We were encouraged to find strong consistency between the rankings generated from both cell line datasets (Fig. 4a). Upon visual inspection it is clear that the same cell lines show a notable tendency to stay near the top and bottom of both rankings. Quantitative comparison of rankings and median Spearman correlations also demonstrated high reproducibility (Fig. 4b, c). Furthermore, statistical analysis also confirmed that there is no significant difference between the median correlations generated from each cell line dataset (Fig. S3B). Notably, both rankings assert that the most commonly used lines RPMI-8226 and U-266 are relatively poor representatives of patient tumor. In contrast, among frequently used lines, MM.1S retains one of the highest scores by both rankings. While CCLE does not include ANBL-6, the reproducibility of the overall ranking increases confidence that this top-ranked line in the Keats dataset will also show similar patient-representative gene expression patterns when used in other laboratories.

Fig. 4: Cell line correlation rankings are largely reproducible across RNA-seq datasets from different laboratories.
figure 4

a We performed our correlation rankings using RNA-seq data from 25 MM cell lines available in both the CCLE and Keats lab databases, with each line compared with all patients in CoMMpass. Cell lines at the top of the ranking (blue) tend to remain at the top in both rankings, and those at the bottom (red) tend to remain at the bottom in both rankings. b Further supporting reproducibility, numerical rankings in CCLE and relative rankings in Keats database (numbered 1–25 to reflect rank order in overall 66 cell line ranking) are highly correlated. c Similarly, mean Spearman R of transcriptome between each cell line and all patients, as determined from each database, is highly consistent. Linear regression displayed with 95% confidence intervals.

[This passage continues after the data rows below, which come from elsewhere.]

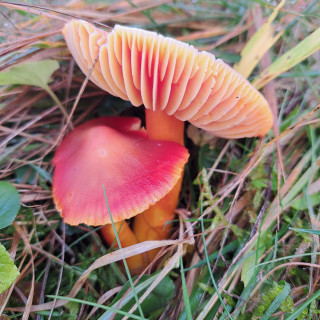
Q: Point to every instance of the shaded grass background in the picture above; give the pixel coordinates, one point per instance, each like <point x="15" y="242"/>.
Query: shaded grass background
<point x="249" y="211"/>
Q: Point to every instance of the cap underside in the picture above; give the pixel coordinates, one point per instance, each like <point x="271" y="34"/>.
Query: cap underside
<point x="165" y="74"/>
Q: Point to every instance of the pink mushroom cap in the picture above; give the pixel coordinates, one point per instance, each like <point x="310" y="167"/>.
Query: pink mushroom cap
<point x="114" y="153"/>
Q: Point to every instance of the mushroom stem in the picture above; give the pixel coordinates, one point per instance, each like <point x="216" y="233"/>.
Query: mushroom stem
<point x="151" y="224"/>
<point x="127" y="238"/>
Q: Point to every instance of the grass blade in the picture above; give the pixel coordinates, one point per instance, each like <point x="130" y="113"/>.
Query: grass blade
<point x="288" y="60"/>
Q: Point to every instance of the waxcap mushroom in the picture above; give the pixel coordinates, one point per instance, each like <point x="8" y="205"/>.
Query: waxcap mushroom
<point x="115" y="153"/>
<point x="165" y="74"/>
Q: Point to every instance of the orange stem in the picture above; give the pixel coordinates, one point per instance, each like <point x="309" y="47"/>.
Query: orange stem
<point x="149" y="225"/>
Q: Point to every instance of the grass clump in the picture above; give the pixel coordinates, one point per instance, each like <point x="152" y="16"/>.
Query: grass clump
<point x="251" y="206"/>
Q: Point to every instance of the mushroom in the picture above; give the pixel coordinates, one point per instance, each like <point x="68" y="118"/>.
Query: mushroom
<point x="176" y="83"/>
<point x="114" y="153"/>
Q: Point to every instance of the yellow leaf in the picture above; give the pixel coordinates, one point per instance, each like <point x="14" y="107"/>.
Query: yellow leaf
<point x="259" y="44"/>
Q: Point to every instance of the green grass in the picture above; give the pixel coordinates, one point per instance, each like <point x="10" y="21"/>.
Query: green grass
<point x="242" y="265"/>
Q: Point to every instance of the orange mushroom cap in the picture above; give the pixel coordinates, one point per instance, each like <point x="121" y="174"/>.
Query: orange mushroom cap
<point x="165" y="74"/>
<point x="113" y="152"/>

Culture with IL-6 drives similarity between cell line and patient tumor transcriptome

We noted that ANBL-6, our top-ranked line, was initially characterized as being dependent on IL-6 [21]. We therefore tested the hypothesis that culture of cell lines with IL-6 generally produces a more “patient-like” transcriptional signature. Indeed, we found this to be the case, where lines cultured in IL-6 in the Keats dataset showed a significant improvement in median correlation versus all patient tumors (Wilcoxon p = 9.5e−4) (Fig. 5a). While the absolute difference in the correlations across cell lines is modest (mean R = 0.48 for IL-6 cultured versus 0.45 without IL-6), we do note that lines cultured in IL-6 show a clear enrichment in the top half of the rankings (Fig. 3a). Furthermore, while the annotated lines were cultured with IL-6 for RNA-seq analysis, many were subsequently found to not actually be dependent on this cytokine (https://www.keatslab.org/projects/mm-cell-line-characterization/cell-line-characterization-status). This finding suggests that coculture with critical microenvironment factors can at least partially drive cell lines to a more patient-like phenotype, even if not strictly required for cell growth.

Fig. 5: Biological factors drive increased correlations and overall differences between patient tumors and cell lines.
figure 5

a Box plots (each dot median of a cell line compared with all patients in CoMMpass) indicate that culture with IL-6 significantly increases the similarity of cell lines to tumors. b The cohort of CoMMpass patients with progressive disease showed increased similarity to cell lines versus newly diagnosed. c Increased international staging system (ISS) grade at diagnosis leads to more similarity to cell lines. d Gene Set Enrichment Analysis (GSEA) reveals immune signaling signatures significantly enriched in patient tumors, whereas signatures of proliferation and oncogenesis are enriched in cell lines. Performed using cutoff of differentially expressed genes at Log2 fold-change > |1|, false discovery rate < 0.01. e Comparative expression of selected genes (in transcripts per million, TPM) related to unfolded protein stress identifies differences in cell lines and patients. p values by Wilcoxon test in 5a-5c; by two-sided t-test in 5e.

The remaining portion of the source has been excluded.